5. TOAR Near Realtime Data Processing

Currently we collect near real-time data from two data providers: UBA (German Environment Agency 1 ) and OpenAQ (open air quality data 2). The corresponding data harvesting procedures are described below.

5.1. UBA Data Harvesting

Since 2001, the German Umweltbundesamt - UBA 1 - provides preliminary data from a growing number (currently 1004) of German surface stations. Basis for the data exchange is the manual „Luftqualitätsdaten- und Informationsaustausch in Deutschland“, Version V 5, April 2019 (in German).

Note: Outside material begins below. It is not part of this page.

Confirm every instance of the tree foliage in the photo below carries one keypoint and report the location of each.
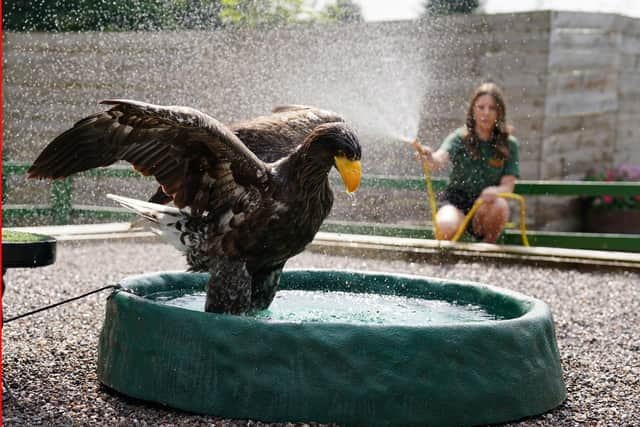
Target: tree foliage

At least ozone, SO2, PM10, PM2.5, NO2 and CO data for the current day are updated daily and provided continuously hourly up to a maximum of four previous days. Data is fetched from the UBA service 4 times per day (8 am,12 pm, 18 pm, and 22 pm (local time)).

The software for processing the data from UBA is available at https://gitlab.version.fz-juelich.de/esde/toar-data/toar-db-data/-/tree/master/toar_v2/harvesting/UBA_NRT. Data (StationparameterMeta.csv, StationMeta.csv, uba_%s.csv (%s denotes a date)) are harvested 4-times daily from http://www.luftdaten.umweltbundesamt.de/files/ (secured with access credentials).

_images/uba-snapshot.png

Fig. 5.1 Snapshot from 2020-09-05 17:00 CEST

Table 5.1 Mapping of data from daily files imported to the TOAR database variables

name of component in original file

name of component in TOAR database

Schwefeldioxid

so2

Ozon

o3

Stickstoffdioxid

no2

Stickstoffmonoxid

no

Kohlenmonoxid

co

Temperatur

temp

Windgeschwindigkeit

wspeed

Windrichtung

wdir

PM10

pm10

PM2_5

pm2p5

Relative Feuchte

relhum

Benzol

benzene

Ethan

ethane

Methan

ch4

Propan

propane

Toluol

toluene

o-Xylol

oxylene

mp-Xylol

mpxylene

Luftdruck

press

Table 5.2 Mapping of station_type

term of station_type in original file

term of station_type in TOAR database

Hintergrund

background

Industrie

industrial

Verkehr

traffic

Table 5.3 Mapping of station_type_of_area

term of station_type_of_area in original file

term of station_type_of_area in TOAR database

ländlich abgelegen

rural

ländliches Gebiet

rural

ländlich regional

rural

ländlich stadtnah

rural

städtisches Gebiet

urban

vorstädtisches Gebiet

suburban

Table 5.4 Mapping of units and unit conversions

component

original unit

unit in TOAR DB

unit conversion while ingesting

co

mg m-3

ppb

858.95

no

ug m-3

ppb

0.80182

no2

ug m-3

ppb

0.52297

o3

ug m-3

ppb

0.50124

so2

ug m-3

ppb

0.37555

benzene

ug m-3

ppb

0.30802

ethane

ug m-3

ppb

0.77698

ch4

ug m-3

ppb

1.49973

propane

ug m-3

ppb

0.52982

toluene

ug m-3

ppb

0.26113

oxylene

ug m-3

ppb

0.22662

mpxylene

ug m-3

ppb

0.22662

pm1

ug m-3

ug m-3

pm10

ug m-3

ug m-3

pm2p5

ug m-3

ug m-3

press

hPa

hPa

temp

degree celsius

degree celsius

wdir

degree

degree

wspeed

m s-1

m s-1

relhum

%

%

Validated data from the previous year is available at May 31st latest. This data is requested by email and then processed from the database dumps we receive. The validated data will supersede the preliminary near realtime data. The realtime data remains in the database but is hidden from the standard user access procedures via the data quality flag settings.

5.2. OpenAQ

OpenAQ 2 is collecting data in 93 different countries from real-time government and research grade sources. Starting on 26th November 2016, OpenAQ has already gathered more than one billion records, which has 306 Gigabyte in total size and covers the air quality relevant variables BC, CO, NO2, O3, PM10, PM2.5 and SO2.

5.2.1. Data Provision

OpenAQ provides real-time meteorological data on Amazon Web Service 3 in daily directories. Data files composed of records of meteorological measurement values are put into the directory of the current day at irregular intervals. The directories with their data files are stored on Amazon Web Service permanently.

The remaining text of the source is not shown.